Hospice considers the entire family a "unit of care", not just the patient. Patients and their families are included in the decision-making process, and grief counseling is provided for up to 13 months after the death of their loved one.
Hospice offers help and support to the patient and family on a 24-hour-a-day, seven-day-a-week basis. For hospice patients and their loved ones, help is just a phone call away. Patients routinely receive in-home services of a physician, nurse, medical social worker, nursing assistant, chaplain, volunteer, and other members of the hospice care team.
WHAT CAN HOSPICE PROVIDE?
- Skilled nursing visits
- 24 hour on-call staff for emergencies
- Management of pain and other symptoms to ensure the patient's comfort
- Assistance with bathing and other personal care needs
- Medical social work visits for counseling, support and advocacy
- Chaplain services for spiritual care
- Bereavement support for family and loved ones experiencing grief and loss, a service also extended to the community at large
- Trained volunteer support for respite, companionship, and other needs
- Comprehensive individualized care and coordination of core medical services with the patient's physician and the hospice physician
- Liaison with appropriate community resources for other necessary services
- Coordination of care plan, if hospitalization becomes necessary
- Assistance with advance care planning
WHO DOES HOSPICE SERVE?
- Those residing in our service area, including eight counties in North Carolina
- Individuals referred and followed by their physician, and who have a life expectancy of six months or less
- Individuals whose attending physician is willing to provide on-call coverage, provide orders, and work with the hospice care team
- Individuals desiring care focused on symptom management and pain control rather than on cure
- Those who live alone and have a caregiving plan upon admission
HOW IS HOSPICE FUNDED?
Some hospice services are covered by reimbursement from Medicare, Medicaid, and private insurance. Those on Medicare or Medicaid may be eligible for a special hospice benefit.
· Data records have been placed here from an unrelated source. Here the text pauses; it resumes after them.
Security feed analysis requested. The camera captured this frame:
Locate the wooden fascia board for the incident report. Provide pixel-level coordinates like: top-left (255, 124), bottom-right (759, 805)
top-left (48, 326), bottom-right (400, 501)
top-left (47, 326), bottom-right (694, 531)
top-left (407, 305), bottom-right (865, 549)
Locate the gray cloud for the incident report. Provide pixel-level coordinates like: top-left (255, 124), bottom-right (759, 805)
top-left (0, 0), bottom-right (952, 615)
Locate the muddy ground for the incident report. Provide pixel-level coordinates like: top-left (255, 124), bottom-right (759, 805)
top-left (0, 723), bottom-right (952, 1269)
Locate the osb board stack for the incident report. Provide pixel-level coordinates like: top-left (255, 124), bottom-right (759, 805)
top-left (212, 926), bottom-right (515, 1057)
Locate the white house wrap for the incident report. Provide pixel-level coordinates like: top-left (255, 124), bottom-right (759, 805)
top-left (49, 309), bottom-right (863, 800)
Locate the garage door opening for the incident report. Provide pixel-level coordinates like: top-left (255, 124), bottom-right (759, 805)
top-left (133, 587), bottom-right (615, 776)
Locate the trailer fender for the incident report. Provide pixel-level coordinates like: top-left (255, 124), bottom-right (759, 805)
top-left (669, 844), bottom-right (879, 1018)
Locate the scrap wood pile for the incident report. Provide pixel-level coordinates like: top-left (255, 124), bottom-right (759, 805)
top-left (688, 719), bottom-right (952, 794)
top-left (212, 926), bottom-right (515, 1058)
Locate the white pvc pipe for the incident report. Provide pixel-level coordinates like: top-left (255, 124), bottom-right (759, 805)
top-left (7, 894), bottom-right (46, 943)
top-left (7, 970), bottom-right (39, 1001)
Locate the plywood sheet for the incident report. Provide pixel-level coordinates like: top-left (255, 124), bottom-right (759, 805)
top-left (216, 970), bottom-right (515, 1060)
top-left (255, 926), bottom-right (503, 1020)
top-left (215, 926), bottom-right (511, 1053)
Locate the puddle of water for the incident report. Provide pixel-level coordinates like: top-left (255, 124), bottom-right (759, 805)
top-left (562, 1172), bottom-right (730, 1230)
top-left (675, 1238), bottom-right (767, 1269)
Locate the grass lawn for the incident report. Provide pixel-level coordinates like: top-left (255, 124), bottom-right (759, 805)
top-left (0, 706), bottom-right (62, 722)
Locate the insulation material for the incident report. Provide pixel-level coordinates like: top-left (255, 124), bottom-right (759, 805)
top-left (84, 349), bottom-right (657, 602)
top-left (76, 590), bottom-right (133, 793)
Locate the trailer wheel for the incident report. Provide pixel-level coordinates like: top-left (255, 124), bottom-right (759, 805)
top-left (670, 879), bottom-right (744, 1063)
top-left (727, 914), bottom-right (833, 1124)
Payment for services not covered by insurance is based on the patient's ability to pay. Those eligible for care are not denied hospice services because of an inability to pay.
The Hospice Payment System Fact Sheet, which offers providers information about the Medicare hospice benefit, is now available from the Centers for Medicare & Medicaid Services Medicare Learning Network in downloadable format at http://www.cms.hhs.gov/MLNProducts/downloads/hospice_pay_sys_fs.pdf.
Hospice seeks contributions from individuals, foundations, corporations, communities of faith, and civic organizations to help pay for services not covered by reimbursement. Memorials, bequests, planned gifts, and other contributions are gratefully received and are important sources of funding. To make a gift to Hospice & Palliative Care Charlotte Region, click here.
IS HOSPICE CARE COST EFFECTIVE?
During the last months of life, cost savings of over 30% have been realized using hospice service for the care of cancer patients. ("An Analysis of the Cost Savings of the Medicare Hospice Benefit" conducted by Lewin-VHI.)